Chroniques

par cecil ameil

récital Roberto Giordano
œuvres de Balakirev, Borodine et Brahms

Auditorium Pierre Lacroix, Bruxelles
- 17 février 2004
le compositeur Alexandre Borodine (1833-1887) peint par Ilia Répine
© dr | borodine par ilia répine

Le pianiste Roberto Giordano s'est fait récemment remarquer en Belgique par une quatrième place au Concours Reine Élisabeth (l’an dernier). Les critiques avaient alors retenu le son rond et chantant de son jeu, servi par une technique minutieuse et sans faille. À moins de vingt-trois ans, ce produit de l'école d'Imola (Italie) s'est déjà produit sans de nombreuses salles à travers l'Europe et va bientôt poursuivre sa carrière en Chine et en Amérique latine.

Le programme de ce récital organisé par l'Université catholique de Louvain (UCL) à Bruxelles, dans le grand Auditorium Pierre Lacroix habité par un demi-queue Fazioli, comprend les Ballades Op.10 de Brahms, trois pièces de Borodine et deux pages de Balakirev, auxquelles l’Italien ajoutera en bis une mélodie de Schubert adaptée par Liszt. Dans l'interview réalisée par l'organisatrice du concert, publiée dans la brochure de salle, Giordano donne certains points de vue intéressants sur la préparation des concours, l'importance d'enregistrer en public et la distinction entre pianiste (technique) et musicien (interprétation).

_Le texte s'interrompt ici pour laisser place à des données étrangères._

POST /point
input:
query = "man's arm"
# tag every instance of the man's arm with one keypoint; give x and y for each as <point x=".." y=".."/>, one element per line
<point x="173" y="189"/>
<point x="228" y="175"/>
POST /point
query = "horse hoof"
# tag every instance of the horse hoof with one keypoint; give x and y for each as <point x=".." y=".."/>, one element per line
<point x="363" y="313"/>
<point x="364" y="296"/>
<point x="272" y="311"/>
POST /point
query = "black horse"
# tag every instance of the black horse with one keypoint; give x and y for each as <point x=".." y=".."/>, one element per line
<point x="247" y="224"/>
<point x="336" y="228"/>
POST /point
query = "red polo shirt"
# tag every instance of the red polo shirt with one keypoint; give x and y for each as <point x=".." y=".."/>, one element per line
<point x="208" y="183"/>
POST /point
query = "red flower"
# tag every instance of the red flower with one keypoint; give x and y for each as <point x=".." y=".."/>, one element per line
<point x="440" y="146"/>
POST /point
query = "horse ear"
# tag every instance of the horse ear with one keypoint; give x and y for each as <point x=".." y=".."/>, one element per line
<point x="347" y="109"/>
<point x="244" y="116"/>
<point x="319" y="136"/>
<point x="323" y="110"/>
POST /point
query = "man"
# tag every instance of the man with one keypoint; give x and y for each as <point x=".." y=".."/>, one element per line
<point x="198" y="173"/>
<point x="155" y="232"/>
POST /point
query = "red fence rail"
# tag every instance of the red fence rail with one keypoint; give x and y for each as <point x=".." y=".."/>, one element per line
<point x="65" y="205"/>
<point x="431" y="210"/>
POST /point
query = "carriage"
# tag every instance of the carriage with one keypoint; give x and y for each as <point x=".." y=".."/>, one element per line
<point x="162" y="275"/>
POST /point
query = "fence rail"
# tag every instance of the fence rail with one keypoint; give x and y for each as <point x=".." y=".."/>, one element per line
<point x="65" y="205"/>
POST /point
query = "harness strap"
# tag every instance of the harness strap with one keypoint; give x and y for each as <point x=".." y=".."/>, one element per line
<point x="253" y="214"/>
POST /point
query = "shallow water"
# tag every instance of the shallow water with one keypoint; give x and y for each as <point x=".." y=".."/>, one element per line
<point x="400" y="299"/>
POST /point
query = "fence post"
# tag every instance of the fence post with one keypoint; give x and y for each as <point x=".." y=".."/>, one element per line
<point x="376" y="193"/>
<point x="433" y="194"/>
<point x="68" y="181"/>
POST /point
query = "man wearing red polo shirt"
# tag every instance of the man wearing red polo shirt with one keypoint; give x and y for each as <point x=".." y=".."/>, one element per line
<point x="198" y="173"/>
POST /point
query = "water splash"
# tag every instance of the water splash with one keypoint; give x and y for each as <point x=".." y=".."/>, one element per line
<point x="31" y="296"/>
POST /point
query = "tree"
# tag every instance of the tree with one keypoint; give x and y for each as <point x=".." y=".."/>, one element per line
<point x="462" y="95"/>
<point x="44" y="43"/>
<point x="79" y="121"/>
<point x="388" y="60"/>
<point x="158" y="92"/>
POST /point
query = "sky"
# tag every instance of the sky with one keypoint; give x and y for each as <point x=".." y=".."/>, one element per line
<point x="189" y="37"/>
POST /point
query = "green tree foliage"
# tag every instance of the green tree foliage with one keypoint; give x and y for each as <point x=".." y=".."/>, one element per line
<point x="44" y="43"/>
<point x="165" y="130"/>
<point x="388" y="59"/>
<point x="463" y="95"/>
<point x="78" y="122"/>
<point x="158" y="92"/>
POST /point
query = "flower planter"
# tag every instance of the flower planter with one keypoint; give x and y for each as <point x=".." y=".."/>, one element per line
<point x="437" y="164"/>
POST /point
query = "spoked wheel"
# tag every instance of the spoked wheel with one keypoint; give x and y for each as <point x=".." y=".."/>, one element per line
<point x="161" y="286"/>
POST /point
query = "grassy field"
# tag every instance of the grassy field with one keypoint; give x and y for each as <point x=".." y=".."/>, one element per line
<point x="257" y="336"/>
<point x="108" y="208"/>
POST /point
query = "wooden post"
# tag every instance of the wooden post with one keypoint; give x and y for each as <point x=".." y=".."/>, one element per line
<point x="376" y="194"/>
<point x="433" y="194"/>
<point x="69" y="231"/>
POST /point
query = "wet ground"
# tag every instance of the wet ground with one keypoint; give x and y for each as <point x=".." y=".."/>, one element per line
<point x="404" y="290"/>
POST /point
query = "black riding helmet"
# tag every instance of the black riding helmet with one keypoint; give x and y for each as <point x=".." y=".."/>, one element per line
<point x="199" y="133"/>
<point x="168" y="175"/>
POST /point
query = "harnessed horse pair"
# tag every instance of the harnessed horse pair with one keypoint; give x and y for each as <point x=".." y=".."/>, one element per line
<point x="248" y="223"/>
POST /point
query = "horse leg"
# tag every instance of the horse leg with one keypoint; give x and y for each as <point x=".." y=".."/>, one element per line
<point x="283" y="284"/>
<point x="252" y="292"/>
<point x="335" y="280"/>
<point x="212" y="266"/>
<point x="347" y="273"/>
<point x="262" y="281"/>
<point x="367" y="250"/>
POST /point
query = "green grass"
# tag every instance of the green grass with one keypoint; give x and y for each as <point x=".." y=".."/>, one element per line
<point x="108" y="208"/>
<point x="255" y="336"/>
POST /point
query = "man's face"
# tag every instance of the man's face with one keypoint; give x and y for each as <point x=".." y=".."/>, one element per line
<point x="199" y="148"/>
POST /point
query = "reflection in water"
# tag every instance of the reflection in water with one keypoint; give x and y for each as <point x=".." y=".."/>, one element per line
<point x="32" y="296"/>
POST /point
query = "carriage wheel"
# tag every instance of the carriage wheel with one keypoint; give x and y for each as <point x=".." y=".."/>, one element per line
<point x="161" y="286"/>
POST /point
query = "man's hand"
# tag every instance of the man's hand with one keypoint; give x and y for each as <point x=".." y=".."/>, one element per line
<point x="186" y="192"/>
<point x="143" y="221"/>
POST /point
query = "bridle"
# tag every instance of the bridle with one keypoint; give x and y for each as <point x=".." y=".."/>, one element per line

Dans cette même interview, Giordano insiste sur l'intérêt qu'il porte aux Ballades de Brahms dont il est tombé amoureux. De fait, la première est interprétée avec une belle présence, riche en harmoniques (en particulier dans le médium) et à un rythme allant ; le son est à la fois chantant et plein. On n'avait pas gardé le souvenir d'une telle rondeur en assistant à un concert sur le même piano, il y a un an. Pourtant, dès la Ballade en ré majeur Op.10 n°2, séquencée en cinq mouvements, le pianiste se met à enjoliver le son et fait ressortir des couleurs et des contrastes inhabituels dans ce type de morceaux, jouant également sur les rythmes avec soudaineté (ralentissements intempestifs). En ressort une impression de curieux manque de continuité dans l'intention. La troisième et, surtout, la quatrième Ballade confirment cette écoute : en dépit de belles attaques et d'un son soigné, Roberto Giordano brode à ce point qu’il friser le maniérisme là où le compositeur ne lui en demanderait sans doute pas tant. La dernière Ballade, qui se déploie obstinément sur un même thème, s'étire en longueur sans tension dramatique.

C'est un peu dans le même état d'esprit que l’artiste aborde Borodine. Au monastère – ouverture de la Petite suite de 1870 – est conduit avec légèreté et lenteur d'abord, puis avec un certain panache avant une conclusion plus suggestive. C'est joli, mais peu prenant. Sérénade (sixième mouvement du même opus) manque d'entrain. Ce n'est qu'avec le Scherzo de 1885 que le pianiste donne à nouveau le meilleur de lui, dans un jeu fort expressif et plein d'allant, presque ludique, et surtout sans lenteurs ni joliesses excessives.

Dans Balakirev, on retrouve la même contradiction. Le début de L’Alouette, paraphrase sur une mélodie de Glinka est entamé par un jeu très léger, mené à la surface du clavier – c'est chantant mais comme inhabité. Puis vient un bel enchaînement ou le musicien fait preuve d'une grande décontraction pour mieux délivrer une puissance de jeu inattendue, avant de céder à un nouveau contraste fort par un retour à la légèreté de l'introduction. Il en est de même avec Islamey, la célèbre Fantaisie orientale Op.18, où apparaît un enchaînement de sons bienvenu dans certaines parties, mais aussi de nouvelles finasseries et même un excès de pédale (sur la fin).

Le bis (Schubert-Liszt) est joué avec le même souci de faire sonner le piano de manière aussi chantante que possible, parfois au détriment de l’expressivité. Affaire de goût, sans doute… Si ce pianiste possède une technique sûre et une sonorité remarquable, l’interprétation laisse sceptique.